Texts in IELTS Academic
Three reading texts, which come from books, journals, magazines, newspapers and online resources written for non-specialist audiences. All the topics are of general interest to students at undergraduate or postgraduate level.
Texts in IELTS General Training
Section 1 contains two or three short texts or several shorter texts, which deal with everyday topics. For example, timetables or notices – things a person would need to understand when living in an English-speaking country.
Section 2 contains two texts, which deal with work. For example, job descriptions, contracts, training materials.
Section 3 contains one long text about a topic of general interest. The text is generally descriptive, longer and more complex than the texts in Sections 1 and 2. The text will be taken from a newspaper, magazine, book or online resource.
The Writing paper has two tasks which must both be completed. In task 1 test takers write at least 150 words in about 20 minutes. In task 2 test takers write at least 250 words in about 40 minutes. Test takers will be penalised if their answer is too short or does not relate to the topic. Answers should be written in full sentences (test takers must not use notes or bullet points).
Task 1: test takers describe a graph, table, chart, map, process, pie chart or diagram in their own words.
Task 2: test takers discuss a point of view, argument or problem. Depending on the task, test takers may be required to present a solution to a problem, present and justify an opinion, compare and contrast evidence, opinions and implications, and evaluate and challenge ideas, evidence or an argument.
IELTS General Training
Task 1: test takers write a letter in response to a given everyday situation. For example, writing to an accommodation officer about problems with your accommodation, writing to a new employer about problems managing your time, writing to a local newspaper about a plan to develop a local airport.

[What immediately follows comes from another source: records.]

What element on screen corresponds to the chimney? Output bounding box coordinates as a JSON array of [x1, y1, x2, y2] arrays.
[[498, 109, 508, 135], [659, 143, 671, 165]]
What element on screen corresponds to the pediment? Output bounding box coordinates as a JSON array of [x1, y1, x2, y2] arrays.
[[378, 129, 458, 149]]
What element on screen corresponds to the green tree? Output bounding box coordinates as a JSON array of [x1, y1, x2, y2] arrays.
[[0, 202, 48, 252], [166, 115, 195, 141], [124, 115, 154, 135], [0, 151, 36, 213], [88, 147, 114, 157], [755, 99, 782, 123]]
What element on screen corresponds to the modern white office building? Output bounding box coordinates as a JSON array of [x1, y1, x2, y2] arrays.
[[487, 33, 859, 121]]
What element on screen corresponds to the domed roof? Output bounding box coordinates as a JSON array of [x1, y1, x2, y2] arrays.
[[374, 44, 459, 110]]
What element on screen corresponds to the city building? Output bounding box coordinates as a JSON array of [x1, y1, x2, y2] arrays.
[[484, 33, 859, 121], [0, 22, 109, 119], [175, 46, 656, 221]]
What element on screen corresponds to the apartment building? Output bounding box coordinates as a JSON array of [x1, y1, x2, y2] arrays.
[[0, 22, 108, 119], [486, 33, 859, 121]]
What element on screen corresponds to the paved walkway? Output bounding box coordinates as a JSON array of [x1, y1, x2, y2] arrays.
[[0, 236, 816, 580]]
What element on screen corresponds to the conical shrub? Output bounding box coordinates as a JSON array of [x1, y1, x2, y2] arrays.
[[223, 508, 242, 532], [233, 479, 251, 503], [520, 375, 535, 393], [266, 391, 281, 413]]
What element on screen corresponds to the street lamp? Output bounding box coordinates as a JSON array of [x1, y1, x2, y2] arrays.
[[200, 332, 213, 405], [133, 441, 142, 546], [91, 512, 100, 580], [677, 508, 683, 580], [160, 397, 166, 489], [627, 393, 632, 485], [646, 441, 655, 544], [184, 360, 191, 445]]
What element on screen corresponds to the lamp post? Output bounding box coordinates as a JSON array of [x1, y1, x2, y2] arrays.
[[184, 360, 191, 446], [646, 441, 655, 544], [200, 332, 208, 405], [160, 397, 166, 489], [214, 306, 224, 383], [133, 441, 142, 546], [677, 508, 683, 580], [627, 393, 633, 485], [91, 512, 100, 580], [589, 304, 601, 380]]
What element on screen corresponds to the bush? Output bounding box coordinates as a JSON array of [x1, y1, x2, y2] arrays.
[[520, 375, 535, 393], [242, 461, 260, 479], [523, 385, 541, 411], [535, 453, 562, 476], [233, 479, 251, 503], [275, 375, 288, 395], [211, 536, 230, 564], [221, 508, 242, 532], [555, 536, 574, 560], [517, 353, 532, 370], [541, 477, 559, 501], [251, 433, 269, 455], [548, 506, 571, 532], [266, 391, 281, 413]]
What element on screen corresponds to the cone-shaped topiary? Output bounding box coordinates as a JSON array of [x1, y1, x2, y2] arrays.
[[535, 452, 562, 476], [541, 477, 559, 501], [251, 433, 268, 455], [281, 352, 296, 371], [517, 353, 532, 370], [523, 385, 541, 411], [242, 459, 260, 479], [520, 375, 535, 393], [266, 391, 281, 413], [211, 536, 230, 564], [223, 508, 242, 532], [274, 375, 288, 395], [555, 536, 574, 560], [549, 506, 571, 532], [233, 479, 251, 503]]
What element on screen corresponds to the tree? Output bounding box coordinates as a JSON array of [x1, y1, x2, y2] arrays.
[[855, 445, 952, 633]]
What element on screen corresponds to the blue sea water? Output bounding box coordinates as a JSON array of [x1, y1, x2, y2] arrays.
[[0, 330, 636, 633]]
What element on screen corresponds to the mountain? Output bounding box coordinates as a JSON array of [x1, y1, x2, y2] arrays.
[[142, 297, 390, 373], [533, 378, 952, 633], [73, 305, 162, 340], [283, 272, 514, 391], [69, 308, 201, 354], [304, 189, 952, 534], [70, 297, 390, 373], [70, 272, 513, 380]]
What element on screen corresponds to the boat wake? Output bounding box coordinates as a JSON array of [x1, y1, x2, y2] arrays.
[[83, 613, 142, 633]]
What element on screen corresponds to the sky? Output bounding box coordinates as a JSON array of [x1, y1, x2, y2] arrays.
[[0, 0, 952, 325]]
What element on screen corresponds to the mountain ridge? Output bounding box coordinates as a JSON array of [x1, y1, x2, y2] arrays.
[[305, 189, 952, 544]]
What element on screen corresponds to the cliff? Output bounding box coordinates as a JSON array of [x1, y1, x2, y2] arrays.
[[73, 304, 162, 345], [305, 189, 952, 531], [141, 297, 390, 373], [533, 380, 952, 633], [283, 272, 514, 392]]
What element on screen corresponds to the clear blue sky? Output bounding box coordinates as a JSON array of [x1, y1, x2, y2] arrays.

Task 2: test takers write an essay about a topic of general interests. For example, whether smoking should be banned in public places, whether children's leisure activities should be educational, how environmental problems can be solved.
The speaking test is a face-to-face interview between the test taker and an examiner.
The speaking test contains three sections.
Section 1: introduction and interview (4–5 minutes). Test takers may be asked about their home, family, work, studies, hobbies, interests, reasons for taking IELTS exam as well as other general topics such as clothing, free time, computers and the Internet.
Section 2: long turn (3–4 minutes). Test takers are given a task card about a particular topic. Test takers have one minute to prepare to talk about this topic. The task card states the points that should be included in the talk and one aspect of the topic which must be explained during the talk. Test takers are then expected to talk about the topic for 2 minutes, after which the examiner may ask one or two questions.
Section 3: discussions (4–5 minutes). The third section involves a discussion between the examiner and the test taker, generally on questions relating to the theme which they have already spoken about in Section 2.